NOT_SUPPORTED: Unsupported Trino column type (timestamp(3)) for Parquet column

I have a pandas dataframe that has a timedelta column.

df['dep_time'] = pd.to_timedelta(df.loc[:, 'dep_time'])

dataframe.dtypes shows this column as:

dep_time       timedelta64[ns]

Next I save this dataframe into a parquet file using

df.to_parquet('parquet_file.parquet', engine='fastparquet', index=False)

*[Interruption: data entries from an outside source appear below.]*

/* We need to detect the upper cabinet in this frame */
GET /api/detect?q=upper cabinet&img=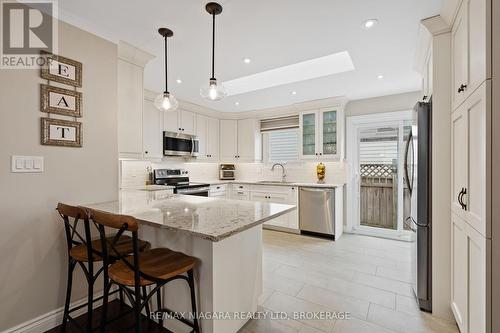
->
[142,91,164,159]
[220,118,262,162]
[422,48,433,101]
[118,41,153,158]
[299,109,343,159]
[163,109,196,135]
[196,114,219,161]
[451,0,491,110]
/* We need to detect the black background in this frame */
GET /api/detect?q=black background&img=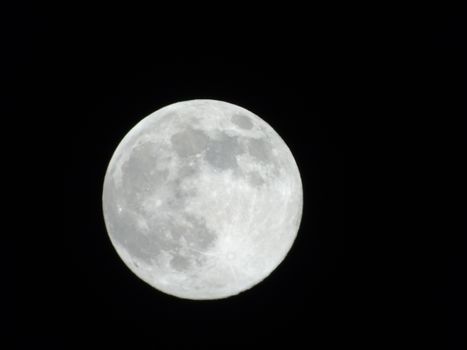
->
[9,4,466,349]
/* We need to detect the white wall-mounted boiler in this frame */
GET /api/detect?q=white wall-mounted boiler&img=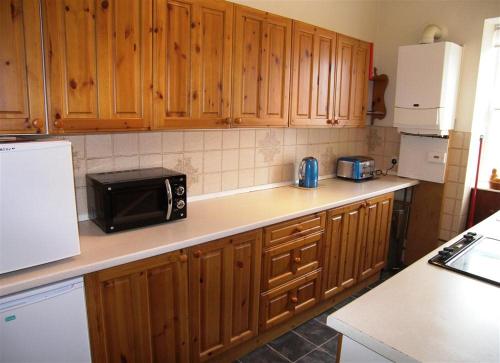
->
[394,42,462,135]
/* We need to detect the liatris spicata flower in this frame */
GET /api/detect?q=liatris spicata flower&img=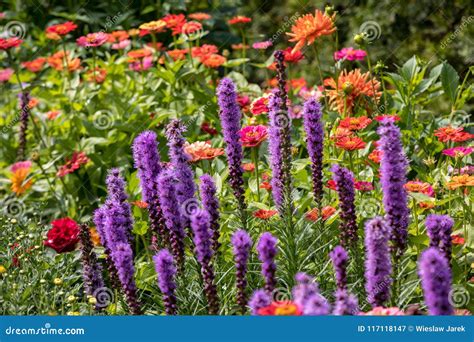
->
[303,98,324,204]
[249,289,272,315]
[105,169,133,243]
[217,78,246,211]
[377,119,409,258]
[79,224,104,304]
[331,165,358,247]
[426,214,454,261]
[257,232,278,293]
[158,170,186,269]
[333,289,359,316]
[365,217,392,308]
[153,249,177,315]
[268,51,292,213]
[191,210,219,315]
[418,247,453,315]
[199,174,221,251]
[17,92,31,161]
[94,206,120,289]
[166,120,196,227]
[231,229,252,314]
[112,242,141,315]
[329,246,349,289]
[133,131,168,246]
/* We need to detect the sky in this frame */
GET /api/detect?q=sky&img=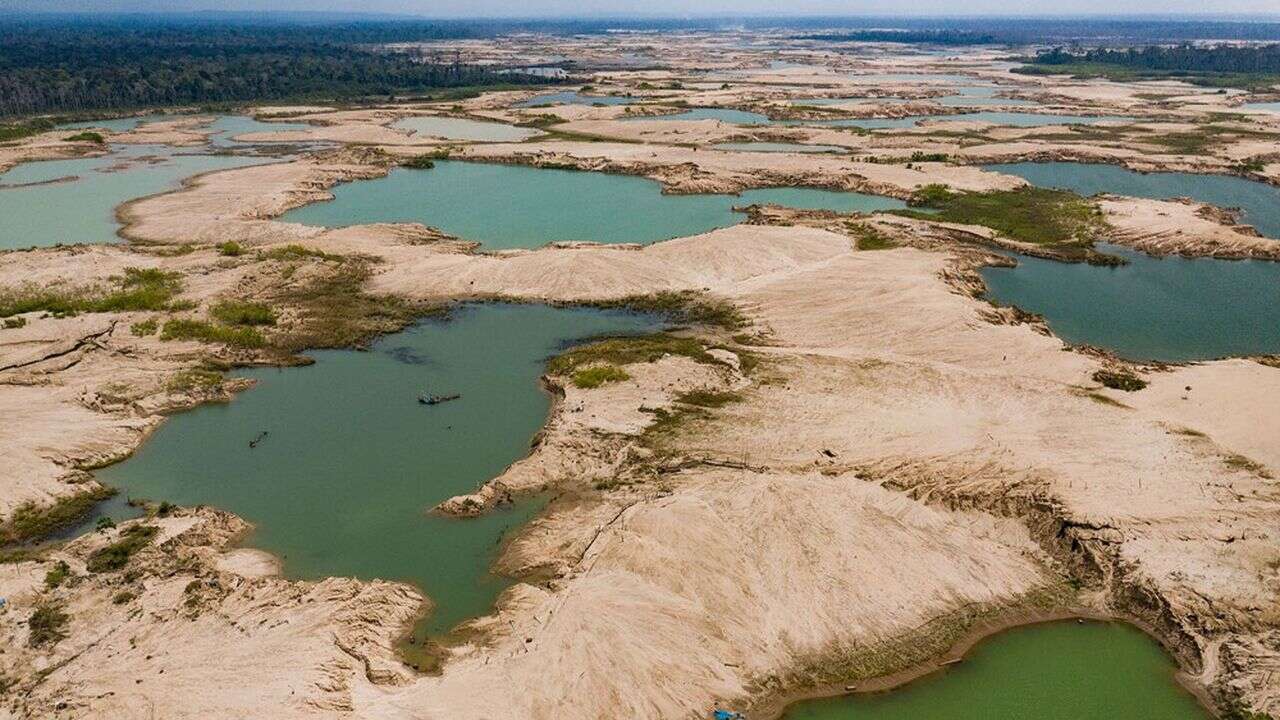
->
[0,0,1280,18]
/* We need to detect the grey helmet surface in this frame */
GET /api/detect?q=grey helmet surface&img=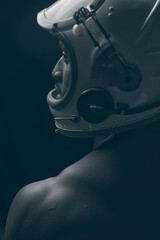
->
[37,0,160,137]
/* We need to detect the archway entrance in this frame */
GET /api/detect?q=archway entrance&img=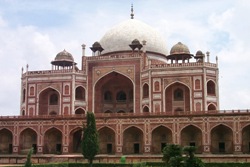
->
[242,125,250,154]
[69,128,83,153]
[20,128,37,154]
[152,126,172,154]
[38,88,60,115]
[98,127,115,154]
[211,125,233,154]
[94,72,134,113]
[165,82,190,112]
[181,125,202,153]
[44,128,62,154]
[123,127,143,154]
[0,129,13,154]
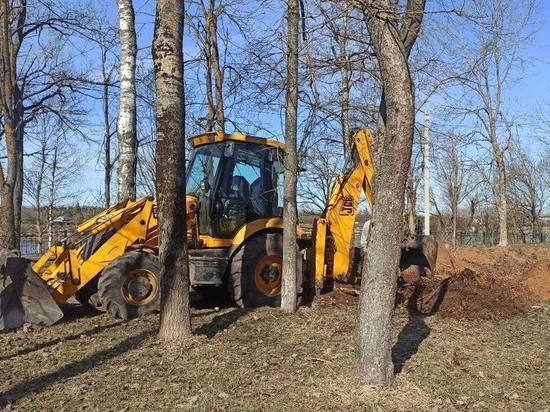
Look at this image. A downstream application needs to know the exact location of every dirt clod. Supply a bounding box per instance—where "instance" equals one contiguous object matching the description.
[398,245,550,319]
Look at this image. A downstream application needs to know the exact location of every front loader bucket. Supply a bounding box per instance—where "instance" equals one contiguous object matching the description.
[0,256,63,330]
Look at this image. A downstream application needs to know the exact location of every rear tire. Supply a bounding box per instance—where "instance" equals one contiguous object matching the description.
[74,276,103,310]
[98,252,160,319]
[227,233,283,308]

When I inspect the parquet file using parquet-tools command line utility, the column type is shown as :

############ Column(dep_time) ############
name: dep_time
path: dep_time
max_definition_level: 1
max_repetition_level: 0
physical_type: INT64
logical_type: Time(isAdjustedToUTC=true, timeUnit=microseconds)
converted_type (legacy): TIME_MICROS
compression: SNAPPY (space_saved: 94%)

I upload this parquet file to an S3 location and now I need to query data from this file using AWS Athena.

I have created a table IN Athena where the dtype for this column was set as timestamp, however when querying the athena table, I keep getting this error.

NOT_SUPPORTED: Unsupported Trino column type (timestamp(3)) for Parquet column ([dep_time] optional int64 dep_time (TIME(MICROS,true)))

My best guess is that timestamp is not the correct dtype in athena for a timedelta column, but I am not sure what is.

Do I need to change the dtype in the athena column, if yes to what ? I have tried setting it to string, int, (praying to GOD) NOTHING WORKS :( !!!

PLEASE HELP.

Upvotes: 1

Views: 2007

Answers (0)

Related Questions